Дежурный запросил отдел информации и вызвал следователя. Следователь и распечатка на Пита пришли одновременно. Судя по бумаге, сейчас он должен был находиться в спецшколе, за триста миль отсюда и под надежной охраной.
Я засиделся в конторе и заехал с патрульными в отделение выпить кофе и перекусить — третий час ночи, а утром, в субботу, я собирался вылететь на Побережье, решить, наконец, с женой, в каких отношениях мы с ней находимся и долго ли эта неопределенность будет длиться. В буфете я взял несколько бутербродов, кофе не было, запивал минералкой. Когда я пошел к выходу, меня чуть не сшиб дюжий сержант, выскочивший в коридор с криком; «Где док?»
За ним из комнаты несся дикий вой, сопровождаемый глухими ударами.
Дежурный выкручивал руки долговязому подростку, а тот вырывался и бился головой о барьер.
— Позвольте, — сказали за моей спиной. Полицейский доктор отпихнул меня от барьера, выхватил шприц и ловко вкатил в руку буйствующего несколько кубиков чего-то желтого.
Подросток обмяк и привалился к барьеру. Дежурный вытер со лба пот, кинул фуражку на стол и уставился на меня. Я показал ему свою карточку.
— Что с ним?
— Взбесился, молокосос, — обиженно сказал дежурный. — Его притащили сюда, ну, в стельку, привели в чувство, а тут выяснилось, что ему в спецшколе полагается быть.
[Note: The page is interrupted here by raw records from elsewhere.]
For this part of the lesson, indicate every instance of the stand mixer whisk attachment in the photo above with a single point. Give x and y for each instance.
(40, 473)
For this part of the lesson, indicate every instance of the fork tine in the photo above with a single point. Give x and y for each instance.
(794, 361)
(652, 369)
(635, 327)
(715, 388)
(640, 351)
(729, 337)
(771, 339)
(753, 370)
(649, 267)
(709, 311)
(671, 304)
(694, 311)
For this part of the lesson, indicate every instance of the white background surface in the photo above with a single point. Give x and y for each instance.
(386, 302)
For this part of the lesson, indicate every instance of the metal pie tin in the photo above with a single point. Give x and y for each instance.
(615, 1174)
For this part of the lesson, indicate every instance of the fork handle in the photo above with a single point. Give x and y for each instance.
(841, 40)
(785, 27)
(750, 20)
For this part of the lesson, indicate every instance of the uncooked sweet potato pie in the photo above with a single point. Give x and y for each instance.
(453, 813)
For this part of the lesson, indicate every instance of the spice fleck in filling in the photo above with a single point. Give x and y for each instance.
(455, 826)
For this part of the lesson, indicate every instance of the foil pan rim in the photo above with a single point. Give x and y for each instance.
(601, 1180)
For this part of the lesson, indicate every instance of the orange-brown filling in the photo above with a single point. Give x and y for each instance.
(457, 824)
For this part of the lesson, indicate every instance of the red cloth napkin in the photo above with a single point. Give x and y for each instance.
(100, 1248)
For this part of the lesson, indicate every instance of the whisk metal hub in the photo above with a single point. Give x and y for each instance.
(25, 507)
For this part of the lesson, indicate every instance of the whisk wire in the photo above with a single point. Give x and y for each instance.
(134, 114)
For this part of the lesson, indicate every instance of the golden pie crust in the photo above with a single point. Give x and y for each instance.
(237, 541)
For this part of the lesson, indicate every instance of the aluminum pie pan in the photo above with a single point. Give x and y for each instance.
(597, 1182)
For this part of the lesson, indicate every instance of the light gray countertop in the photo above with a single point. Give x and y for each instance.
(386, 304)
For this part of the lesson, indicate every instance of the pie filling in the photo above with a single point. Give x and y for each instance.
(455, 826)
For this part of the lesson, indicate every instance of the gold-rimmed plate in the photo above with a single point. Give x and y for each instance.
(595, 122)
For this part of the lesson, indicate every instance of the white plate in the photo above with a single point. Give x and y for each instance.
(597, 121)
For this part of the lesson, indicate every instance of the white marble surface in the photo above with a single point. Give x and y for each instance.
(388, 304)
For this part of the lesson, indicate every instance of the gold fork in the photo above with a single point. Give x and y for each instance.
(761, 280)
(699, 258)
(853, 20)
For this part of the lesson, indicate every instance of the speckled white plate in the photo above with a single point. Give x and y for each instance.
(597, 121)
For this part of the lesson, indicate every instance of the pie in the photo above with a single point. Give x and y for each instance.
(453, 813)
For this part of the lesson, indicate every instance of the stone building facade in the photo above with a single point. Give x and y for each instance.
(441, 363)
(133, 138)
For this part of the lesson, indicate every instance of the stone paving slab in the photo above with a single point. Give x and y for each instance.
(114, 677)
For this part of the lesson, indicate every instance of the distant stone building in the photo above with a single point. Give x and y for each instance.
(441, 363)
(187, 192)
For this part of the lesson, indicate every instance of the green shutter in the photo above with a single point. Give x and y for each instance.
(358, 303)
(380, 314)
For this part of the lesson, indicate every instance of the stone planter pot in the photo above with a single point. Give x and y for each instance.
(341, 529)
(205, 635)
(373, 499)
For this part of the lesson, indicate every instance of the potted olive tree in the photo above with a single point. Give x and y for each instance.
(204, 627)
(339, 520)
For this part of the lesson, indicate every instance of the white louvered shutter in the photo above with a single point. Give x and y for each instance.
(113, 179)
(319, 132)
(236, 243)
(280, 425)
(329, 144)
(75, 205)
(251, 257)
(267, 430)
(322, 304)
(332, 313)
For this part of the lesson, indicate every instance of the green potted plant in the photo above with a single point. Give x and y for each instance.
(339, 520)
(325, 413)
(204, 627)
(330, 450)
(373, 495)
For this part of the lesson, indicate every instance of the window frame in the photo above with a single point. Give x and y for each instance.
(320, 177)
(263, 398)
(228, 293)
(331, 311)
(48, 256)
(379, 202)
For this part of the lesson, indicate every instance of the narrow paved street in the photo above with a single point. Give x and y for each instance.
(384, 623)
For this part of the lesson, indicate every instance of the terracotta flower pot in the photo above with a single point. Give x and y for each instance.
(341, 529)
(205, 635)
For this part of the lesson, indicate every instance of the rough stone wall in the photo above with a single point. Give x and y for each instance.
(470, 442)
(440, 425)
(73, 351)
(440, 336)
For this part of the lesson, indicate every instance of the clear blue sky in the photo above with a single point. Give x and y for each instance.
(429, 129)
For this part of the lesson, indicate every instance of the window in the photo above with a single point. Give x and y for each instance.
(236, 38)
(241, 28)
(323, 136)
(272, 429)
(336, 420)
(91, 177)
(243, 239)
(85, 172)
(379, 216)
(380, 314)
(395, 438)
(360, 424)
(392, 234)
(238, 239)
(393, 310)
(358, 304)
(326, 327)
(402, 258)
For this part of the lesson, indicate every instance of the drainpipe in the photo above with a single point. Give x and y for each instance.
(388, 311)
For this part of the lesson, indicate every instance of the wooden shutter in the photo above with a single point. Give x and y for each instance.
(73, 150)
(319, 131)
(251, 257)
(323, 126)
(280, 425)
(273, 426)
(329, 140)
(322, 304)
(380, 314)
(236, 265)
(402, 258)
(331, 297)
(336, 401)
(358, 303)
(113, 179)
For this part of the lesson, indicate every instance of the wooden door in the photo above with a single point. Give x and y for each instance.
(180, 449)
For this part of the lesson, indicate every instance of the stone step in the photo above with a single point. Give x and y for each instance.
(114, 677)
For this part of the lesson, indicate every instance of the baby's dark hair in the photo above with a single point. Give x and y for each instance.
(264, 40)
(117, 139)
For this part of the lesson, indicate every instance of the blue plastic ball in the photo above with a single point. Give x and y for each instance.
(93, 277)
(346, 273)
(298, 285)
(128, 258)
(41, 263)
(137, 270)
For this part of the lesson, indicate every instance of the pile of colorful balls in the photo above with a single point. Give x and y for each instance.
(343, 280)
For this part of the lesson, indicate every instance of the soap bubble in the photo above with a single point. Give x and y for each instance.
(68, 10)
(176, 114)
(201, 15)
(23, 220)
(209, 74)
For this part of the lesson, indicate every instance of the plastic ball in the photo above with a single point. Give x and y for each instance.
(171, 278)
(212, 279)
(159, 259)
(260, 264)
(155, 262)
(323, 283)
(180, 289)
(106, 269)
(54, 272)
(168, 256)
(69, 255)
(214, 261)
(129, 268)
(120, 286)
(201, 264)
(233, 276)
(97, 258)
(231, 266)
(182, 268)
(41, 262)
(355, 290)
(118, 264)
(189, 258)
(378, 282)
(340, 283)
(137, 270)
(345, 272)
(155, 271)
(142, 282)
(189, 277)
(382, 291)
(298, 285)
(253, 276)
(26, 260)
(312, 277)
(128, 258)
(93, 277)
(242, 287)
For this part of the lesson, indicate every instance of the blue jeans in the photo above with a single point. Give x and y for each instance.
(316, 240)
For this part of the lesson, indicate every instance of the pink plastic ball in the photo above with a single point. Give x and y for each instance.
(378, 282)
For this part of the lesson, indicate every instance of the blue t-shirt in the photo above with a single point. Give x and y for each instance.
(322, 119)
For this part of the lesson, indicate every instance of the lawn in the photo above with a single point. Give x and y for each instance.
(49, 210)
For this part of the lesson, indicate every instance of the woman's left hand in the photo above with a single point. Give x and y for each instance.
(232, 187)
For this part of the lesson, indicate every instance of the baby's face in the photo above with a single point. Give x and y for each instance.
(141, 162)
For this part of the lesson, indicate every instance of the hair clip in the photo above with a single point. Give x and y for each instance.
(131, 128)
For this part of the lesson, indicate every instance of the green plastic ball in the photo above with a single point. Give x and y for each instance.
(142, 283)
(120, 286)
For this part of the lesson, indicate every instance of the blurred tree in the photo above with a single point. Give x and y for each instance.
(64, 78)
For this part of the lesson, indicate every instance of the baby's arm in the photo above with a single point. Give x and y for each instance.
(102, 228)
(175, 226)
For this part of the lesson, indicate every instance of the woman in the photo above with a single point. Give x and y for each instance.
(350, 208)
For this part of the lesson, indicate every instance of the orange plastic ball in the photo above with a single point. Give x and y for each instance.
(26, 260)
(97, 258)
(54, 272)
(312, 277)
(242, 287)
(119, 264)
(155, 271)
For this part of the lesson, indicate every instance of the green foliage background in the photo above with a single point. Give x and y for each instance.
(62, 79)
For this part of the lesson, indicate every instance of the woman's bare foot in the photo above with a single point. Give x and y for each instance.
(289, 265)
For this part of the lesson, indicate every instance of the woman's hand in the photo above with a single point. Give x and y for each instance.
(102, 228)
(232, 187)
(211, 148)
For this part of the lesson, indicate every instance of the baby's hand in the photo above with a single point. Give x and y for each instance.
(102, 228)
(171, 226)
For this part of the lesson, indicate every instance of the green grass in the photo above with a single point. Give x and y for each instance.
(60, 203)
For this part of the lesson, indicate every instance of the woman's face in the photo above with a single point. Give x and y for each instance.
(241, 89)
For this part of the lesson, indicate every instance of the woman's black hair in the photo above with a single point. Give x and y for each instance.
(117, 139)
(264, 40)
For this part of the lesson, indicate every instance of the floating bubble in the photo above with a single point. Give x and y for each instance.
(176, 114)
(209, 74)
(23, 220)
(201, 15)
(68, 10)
Только спросил про школу, а с ним истерика. Следователя укусил, сейчас руку перевязывает. Этот, как его. Пит Джеджер, беглец, по всей видимости…
Юнец несколько пришел в себя.
— Послушай, парень, — мягко сказал я, — тебя никто не тронет и плохого не сделает. Тебя что, обижали в школе?
Он вдруг вскочил и уставился совершенно круглыми глазами так, словно за моей спиной увидел привидение, и не одно к тому же. Когда я невольно оглянулся, он с криком «сволочи!» боднул меня в живот и перескочил через барьер. В дверях его остановил кулак сержанта.
— Зря ты его так, — сказал я.
— Виноват, — равнодушно ответил сержант и пошевелил носком ботинка голову лежащего на полу Джеджера. — Минут через пять очнется, а если водой окатить, то сразу.
И вот Пит Джеджер косо сидел перед нами и трясся, лепетал что-то, закатывая мутные глаза, а пока дежурный выяснял по телефону, куда его сунуть до утра, я прикидывал, успею ли взять билет на ночной рейс, чтобы не тратить времени днем.